At least I, one of those loathsome, lazy, state workers, had the good conscience not to apply my talents to better the carreer of a gaggle of idiots who aren't overseen adequately by the legislature that created their positions. If you want the state sector fixed, aim at the top. The clock punchers at the bottom are just a symptom of a management that preserves itself by not giving their underlings enough of a reason to revolt.
Re:The reason for the upgrade (Score:2, Insightful)
And you didn't see that coming because... ???
Re:We need to educate the decision makers (Score:3, Insightful)
Why? If British people can be encouraged to interfere with the American political process [csmonitor.com], then why can't Americans do the same to the Brits?
They shouldn't have upgraded (Score:3, Insightful)
Re:This is typical of our government. (Score:3, Insightful)
Guess what? EDS chose to do it themselves using a third party product rather than use the much more mature and safe existing update tools.
Now who's fault is that?
Re:EDS again (Score:3, Insightful)
The idea that you pay one company to come up with a box of requirements then send it out to tender, and get several boxes back from a few large companies like EDS. Then these get send off to the company contracted to deal with the subcontracting/tendering process. A haggling process commences between bunches of lawyers on both sides resulting in usually only one or two possibilities the cheapest one is then selected and fucks it up. Now a days most reputable companies don't even tender a bid cos of the cost and the fact they know it will be wasted money cos some company renowned for their failures like EDS will just undercut them.
My particular favourite was penalty clauses against downtime for an NHS system were introduced due to the fact that the system was so critical. But the company involved rather than implementing a backup system decided it would be more cost effective to ensure against a system failure.
Perhaps one day the out-sourcing-sub-contracting-legal-wrangling craziness will stop.
Re:It's about processes (Score:3, Insightful)
Excactly, and IT earned every bit of it.

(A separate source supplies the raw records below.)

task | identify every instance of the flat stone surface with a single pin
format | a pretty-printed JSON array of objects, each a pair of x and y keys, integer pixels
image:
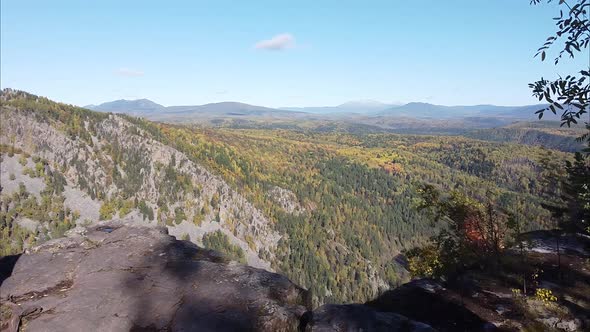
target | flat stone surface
[{"x": 122, "y": 278}]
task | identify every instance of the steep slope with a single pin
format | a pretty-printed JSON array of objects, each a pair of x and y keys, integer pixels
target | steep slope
[
  {"x": 127, "y": 170},
  {"x": 117, "y": 278},
  {"x": 332, "y": 211}
]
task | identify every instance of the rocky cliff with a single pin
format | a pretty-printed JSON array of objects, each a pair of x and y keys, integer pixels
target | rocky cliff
[{"x": 113, "y": 277}]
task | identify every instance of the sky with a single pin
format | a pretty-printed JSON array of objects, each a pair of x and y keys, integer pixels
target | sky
[{"x": 278, "y": 53}]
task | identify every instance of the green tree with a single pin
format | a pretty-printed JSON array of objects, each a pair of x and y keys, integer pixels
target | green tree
[{"x": 569, "y": 94}]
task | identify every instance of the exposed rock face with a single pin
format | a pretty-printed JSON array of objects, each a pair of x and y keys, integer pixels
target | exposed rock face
[
  {"x": 426, "y": 300},
  {"x": 122, "y": 278},
  {"x": 358, "y": 317}
]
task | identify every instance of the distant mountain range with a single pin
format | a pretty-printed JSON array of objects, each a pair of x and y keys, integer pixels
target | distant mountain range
[
  {"x": 153, "y": 111},
  {"x": 354, "y": 107},
  {"x": 366, "y": 108}
]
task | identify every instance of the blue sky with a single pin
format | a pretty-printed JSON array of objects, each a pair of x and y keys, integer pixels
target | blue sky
[{"x": 324, "y": 53}]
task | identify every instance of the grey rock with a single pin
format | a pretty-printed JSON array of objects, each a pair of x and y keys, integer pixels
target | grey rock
[
  {"x": 122, "y": 278},
  {"x": 358, "y": 317}
]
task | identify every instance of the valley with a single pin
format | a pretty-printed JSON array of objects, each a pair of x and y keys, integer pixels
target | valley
[{"x": 334, "y": 210}]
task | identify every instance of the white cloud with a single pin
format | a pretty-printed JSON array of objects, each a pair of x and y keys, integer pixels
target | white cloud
[
  {"x": 276, "y": 43},
  {"x": 127, "y": 72}
]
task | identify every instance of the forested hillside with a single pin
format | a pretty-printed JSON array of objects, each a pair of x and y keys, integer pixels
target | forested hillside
[{"x": 332, "y": 211}]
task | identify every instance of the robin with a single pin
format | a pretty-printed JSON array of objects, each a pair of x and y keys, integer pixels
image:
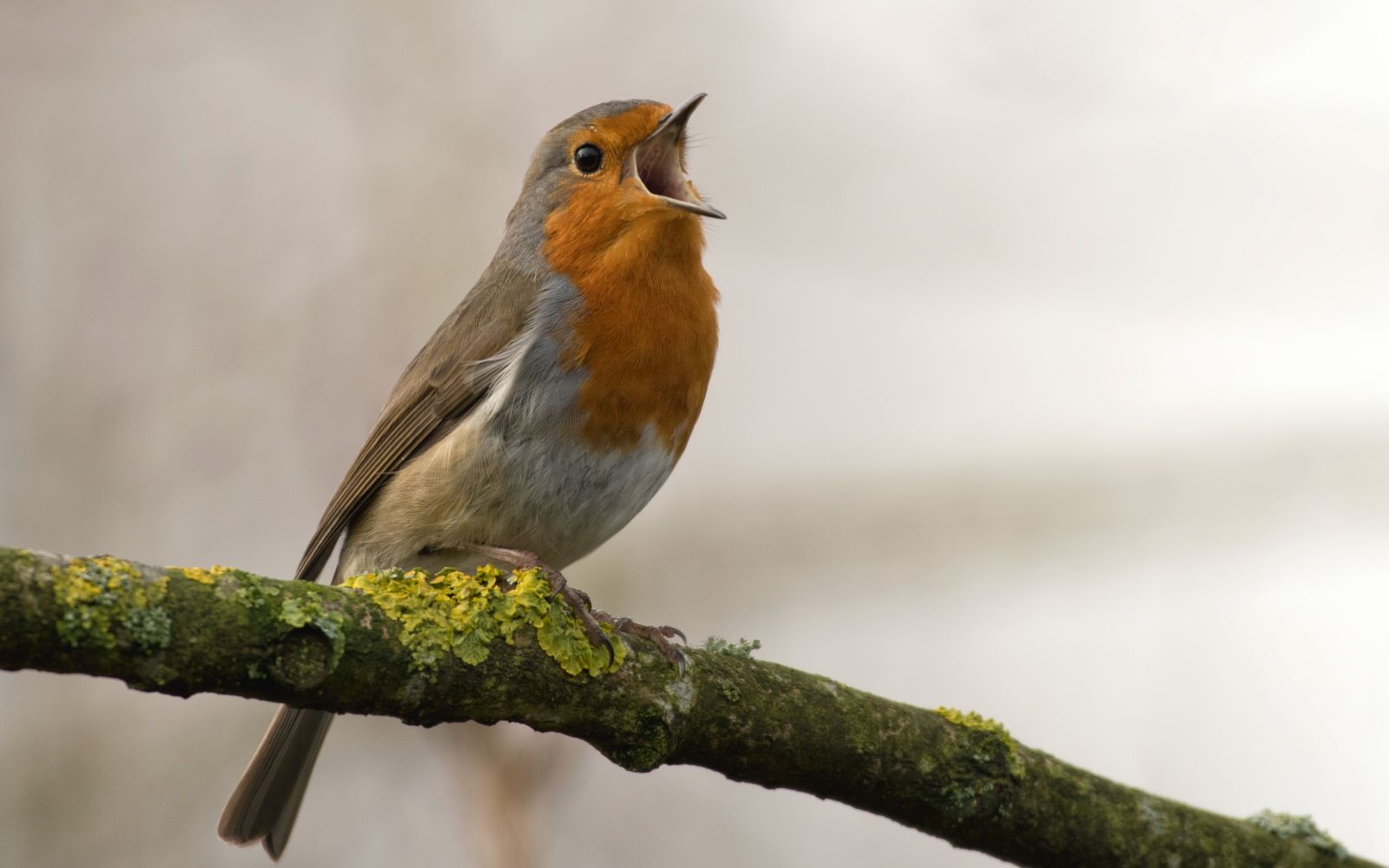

No one wants to pay for processes, no one wants to expend the extra effort for processes, and no one does. People in IT are more comfortable taking the intellectually lazy route and, because it works 80% of the time, they become quite comfortable doing it. For that other 20% or whatever, they figure out how to rationalize it as a "software glitch", even when it is their own fault, but the people they are explaining it to are so ignorant they will accept any explanation as the absolute truth. Management in IT must be the most ill-prepared and gullible bunch in any industry anywhere. The fact that accountants can't even match up trends in hardware and software costs with associated labor costs doesn't help (who here is still working on a 300MHz Pentium II with a buzzing hard drive and a 60Hz monitor, when the new hire in the next cube gets a 5GHz gold-plated dream machine who then wonders why you can't run their favorite dev tool of the week?).